David Drubin and Pamela Silver used Visible Discovery to produce quantitative results from an assay that discovered how chromosomes move in relation to cellular nuclei.
"By using Visible Discovery," said Drubin, "we were able to assess the dynamics of chromosome movement in relation to the nucleus without having to go through the tedious process of telling the computer for each cell, 'here is the chromosome, here is the nucleus, now start tracking them' - as a result, we were able to extract data that is predictive of the output of more labour intensive analyses.
"This will enable us to develop future high thoughput screens based on chromosome movement".
Arman Garakani, Reify's chief technology officer, commented: "We are extremely privileged to be working with two outstanding teams at MGH and DFCI, and we thank our collaborators for their efforts.
"We started Reify with the mission to deliver unsupervised, unbiased, fully automated methods for analysing living biology.
"I have been surprised at the amount of time and effort biologists spend tweaking image analysis toolboxes and developing custom algorithms to quantitate their assay results.

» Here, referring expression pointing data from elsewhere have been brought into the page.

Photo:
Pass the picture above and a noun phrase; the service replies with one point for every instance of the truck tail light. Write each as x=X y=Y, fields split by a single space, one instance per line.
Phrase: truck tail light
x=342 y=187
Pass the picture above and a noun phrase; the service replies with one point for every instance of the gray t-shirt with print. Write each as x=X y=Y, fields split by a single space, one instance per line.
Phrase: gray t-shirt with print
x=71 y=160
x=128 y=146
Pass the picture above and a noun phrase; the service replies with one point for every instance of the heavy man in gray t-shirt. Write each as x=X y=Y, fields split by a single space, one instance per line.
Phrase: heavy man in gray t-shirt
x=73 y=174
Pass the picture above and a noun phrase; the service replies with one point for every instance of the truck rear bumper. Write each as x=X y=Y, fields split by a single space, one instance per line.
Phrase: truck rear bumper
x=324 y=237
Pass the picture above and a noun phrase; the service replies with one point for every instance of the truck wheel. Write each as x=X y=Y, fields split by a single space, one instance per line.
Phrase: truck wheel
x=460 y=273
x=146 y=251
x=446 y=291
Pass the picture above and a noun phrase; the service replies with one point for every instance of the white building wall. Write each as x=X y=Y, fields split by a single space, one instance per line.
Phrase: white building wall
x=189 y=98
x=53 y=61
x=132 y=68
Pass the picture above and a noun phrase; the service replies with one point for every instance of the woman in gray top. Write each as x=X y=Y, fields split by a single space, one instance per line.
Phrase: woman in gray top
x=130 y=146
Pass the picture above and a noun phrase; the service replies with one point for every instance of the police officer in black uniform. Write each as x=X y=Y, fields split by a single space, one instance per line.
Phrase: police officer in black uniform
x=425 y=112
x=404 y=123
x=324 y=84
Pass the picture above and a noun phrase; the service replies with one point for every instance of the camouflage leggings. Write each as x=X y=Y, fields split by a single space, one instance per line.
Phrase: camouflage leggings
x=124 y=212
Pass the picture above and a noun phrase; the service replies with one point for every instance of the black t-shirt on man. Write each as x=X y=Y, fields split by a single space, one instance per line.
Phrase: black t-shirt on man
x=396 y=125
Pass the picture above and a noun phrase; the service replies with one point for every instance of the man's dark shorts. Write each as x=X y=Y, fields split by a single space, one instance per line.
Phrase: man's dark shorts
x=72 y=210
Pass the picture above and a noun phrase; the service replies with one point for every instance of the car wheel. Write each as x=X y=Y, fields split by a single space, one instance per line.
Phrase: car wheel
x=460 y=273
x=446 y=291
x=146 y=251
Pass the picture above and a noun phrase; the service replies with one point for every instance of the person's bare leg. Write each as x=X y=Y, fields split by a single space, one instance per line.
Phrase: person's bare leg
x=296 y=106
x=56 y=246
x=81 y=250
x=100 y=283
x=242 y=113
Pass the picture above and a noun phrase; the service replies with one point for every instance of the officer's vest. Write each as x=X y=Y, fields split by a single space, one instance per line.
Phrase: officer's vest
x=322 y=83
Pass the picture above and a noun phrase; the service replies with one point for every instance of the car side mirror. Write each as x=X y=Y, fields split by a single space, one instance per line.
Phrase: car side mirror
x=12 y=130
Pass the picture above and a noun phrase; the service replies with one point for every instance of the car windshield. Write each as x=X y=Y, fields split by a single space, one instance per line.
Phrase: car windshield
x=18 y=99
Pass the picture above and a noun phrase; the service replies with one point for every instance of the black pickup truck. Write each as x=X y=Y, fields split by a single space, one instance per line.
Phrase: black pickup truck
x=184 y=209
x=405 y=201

"Visible Discovery was developed to change all of that, and these posters give excellent demonstrations of how the same technology can be used to deliver precise measurements at the level of a living, beating heart and at the level of subcellular particle movement, with little or no end-user intervention".
Reify describes itself as the premiere source for quantitative, phenotypic screening of living biology.
The company's Visible Discovery platform combines proprietary machine learning and signal processing techniques to deliver rich, unbiased insights from assays in living cells, tissues and model organisms.
Visible Discovery performs powerful, label-free quantification of complex cell, tissue and organism phenotypes, and provides breakthrough measurements of subcellular particle movement.
Visible Discovery is said to be the ideal system for delivering precise, repeatable, scalable assay results from compound screening, pathway-based discovery, cardiac toxicity studies and functional genomics.